Gerüchten zufolge gibt es auch schon in Frankreich solche. Die Zahl der verbreitenden Personen steigt stetig. Neben dem harten Kern welcher 11 Personen umfasst, sind immer wieder neue Menschen zu finden, die sich in ihrer uneigennützigen Art um die Befolgung des 11. Gebots kümmern. Zurück zum Thema: Wer einen Hanack sucht, findet ihn dort wo er nicht denkt, daß dort einer ist. Die meisten wurden so angebracht, daß man sie nicht auf den ersten Blick erkennt. Wer einen entdeckt hat, findet ihn jedoch offensichtlich (Paradoxon 1. Klasse).

Hanack des Monats September 2003

Der Hanack des Monats geht an den Mittagshungrigen

Es gibt da so eine Mensa in einer Stadt. In dieser Mensa hängt eine riesige Papierrolle (4m Breite, 2m Höhe) aus, die dafür gedacht ist, Beschwerden und Anregungen zu geben. Diese ist ausserdem sehr sichtbar hinter den Kassen dieser Mensa angebracht, so dass jeder darauf schauen muss.

Nun gibt es frequentierte Tage, an denen diese Mensa überfüllt ist, allerdings gibt es auch Zeiten, an denen gähnende Leere herrscht. Und zufälligerweise traf das an dem Tag zu, an dem der Schreiber zufällig das Toolkit dabei hatte, das für einen gelungenen, einprägsamen Hanack nötig ist.

Hanack des Monats Juli 2003

Der Hanack des Monats geht an den Prinz von Lanzen

Seit einer langen Zeit ist kein Hanack des Monats mehr gekürt worden. Doch nun hat es wieder jemand geschafft, diesen äußerst begehrten Titel zu ergattern.

Der Name wird natürlich nicht verraten, allerdings kann man über diese Person einiges berichten: Er ging seiner Klasse ständig auf die Nerven, um dieses „himmlische“ Wort zu verbreiten. Dabei war er dermaßen penetrant, dass sich dieses Wort in den Köpfen aller seiner Mitschüler eingebrannt hat. Und somit kommen wir zum Hanack des Monats…

Als sich der Abschluss näherte, musste jeder aus seiner Klasse über einen anderen einen kleinen Text verfassen. Nun war es so, dass sein langjähriger Zugbahnkollege und Banknachbar (der, der aufgrund von Zeitgründen nie Hausaufgaben machte) ein paar Worte über ihn verlieren durfte. Und so kommen wir auf dieses „eingebrannte“ Wort zurück. Jedenfalls gibt es nun einen öffentlich publizierten Hanack in einem gedruckten Werk (Abizeitung) mit einer stolzen Auflage von 400 Exemplaren. Man kann also sehen, dass eine langfristige Einflußnahme durchaus ansehnliche Ergebnisse lieft.

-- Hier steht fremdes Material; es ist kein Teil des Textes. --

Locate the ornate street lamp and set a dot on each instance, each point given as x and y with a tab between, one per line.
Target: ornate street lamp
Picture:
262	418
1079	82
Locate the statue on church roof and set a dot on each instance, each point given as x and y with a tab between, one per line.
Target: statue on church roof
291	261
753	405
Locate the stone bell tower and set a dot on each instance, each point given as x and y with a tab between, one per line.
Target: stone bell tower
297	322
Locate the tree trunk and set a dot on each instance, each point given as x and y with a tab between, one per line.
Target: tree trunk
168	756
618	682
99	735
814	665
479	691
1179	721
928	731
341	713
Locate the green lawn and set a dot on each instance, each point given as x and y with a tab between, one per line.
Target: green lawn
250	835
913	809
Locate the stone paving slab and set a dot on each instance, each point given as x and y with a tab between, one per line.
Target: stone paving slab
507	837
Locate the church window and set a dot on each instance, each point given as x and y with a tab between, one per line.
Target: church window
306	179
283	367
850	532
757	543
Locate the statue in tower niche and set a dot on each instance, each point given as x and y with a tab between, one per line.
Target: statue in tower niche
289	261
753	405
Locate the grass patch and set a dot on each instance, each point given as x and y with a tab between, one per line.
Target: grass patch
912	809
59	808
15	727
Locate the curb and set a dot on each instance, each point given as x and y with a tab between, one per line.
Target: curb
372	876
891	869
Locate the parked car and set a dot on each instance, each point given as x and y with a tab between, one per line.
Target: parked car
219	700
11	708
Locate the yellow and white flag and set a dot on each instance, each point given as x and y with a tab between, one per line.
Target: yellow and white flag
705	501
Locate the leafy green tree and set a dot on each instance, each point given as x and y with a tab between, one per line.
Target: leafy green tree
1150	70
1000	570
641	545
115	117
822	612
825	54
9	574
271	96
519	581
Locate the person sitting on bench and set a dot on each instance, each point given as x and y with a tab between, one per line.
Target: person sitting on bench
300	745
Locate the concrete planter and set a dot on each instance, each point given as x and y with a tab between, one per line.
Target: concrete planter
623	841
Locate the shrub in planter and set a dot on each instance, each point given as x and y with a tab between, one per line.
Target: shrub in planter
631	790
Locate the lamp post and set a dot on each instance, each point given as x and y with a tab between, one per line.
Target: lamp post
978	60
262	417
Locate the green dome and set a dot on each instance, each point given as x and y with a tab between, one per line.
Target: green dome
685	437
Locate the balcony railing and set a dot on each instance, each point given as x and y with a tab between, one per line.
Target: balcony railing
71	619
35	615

Hanack des Monats Oktober 2002

Der Hanack des Monats geht die Tapferen

Als der Winter einbrach und alle den Schneegestöbern entflohen, wagte sich eine Gruppe tapferer Hanack-Anhänger auf den Weg der Verbissenheit. Sie suchten sich eine Stelle aus, an der viele Leute zwangsläufig hinschauen. Diese Brücke einer stark befahrenen Autostrasse wurde ruckzuck mit einem wunderschönen Meisterwerk von Leintuch beschmückt, an dem sich die Autofahrer ihr Auge weideten.

Hanack des Monats September 2002

Wilde Diskussionen über Hanack beim Kompetenzteam

Eine der lustigsten Arten Hanack zu verbreiten ist sicherlich, andere Leute anzustiften, dass sie Hanack verbreiten. Dies ist gut beim Kompetenzteam zu beobachten. Dort wird einfach ein Wort (z.B. Hanack) in die Runde geworfen, und dann diskutieren alle möglichen Leute darüber.

Aber seht selbst: Die wilde Diskussion beim Kompetenzteam

Hanack des Monats August 2002

Der Hanack des Monats August geht an einen nicht unbekannten Author auf Google Groups.

Linux User sind immer schwer am Testen. Deswegen testen sie auch immer wieder in den Sümpfen von Google Groups. Meist geschieht dies unter der Newsgroup linux.test. Dass die ganzen Testmenschen dort nichts anderes machen als zu testen, kann man eventuell noch verstehen. Aber können diese es auch verstehen, wenn vor ihrer Nase plötzlich und ohne Ankündigung ein Hanack des Monats auftaucht?

Hanack des Monats Juli 2002

Der Hanack des Monats Juli wird präsentiert von D.I.R.K.

Wer einmal im Internet rumgesurft ist, weiss bestimmt, dass es D.I.R.K. gibt. Wer nicht, dem sei das mal kurz erklärt: D.I.R.K. ist ein guter Freund der Hanack-Idee, denn D.I.R.K. möchte ebenso die Verbreitung von Hanack fördern. D.I.R.K. ist ein Netzwerk aus Wörtern, die man miteinander verknüpfen kann und damit die „Fundamentale Interverbundenheit Aller Sachen“ (aus dem Englischen frei übersetzt). Die Idee ist genial und Hanack hat dort schon seinen Stammplatz gefunden.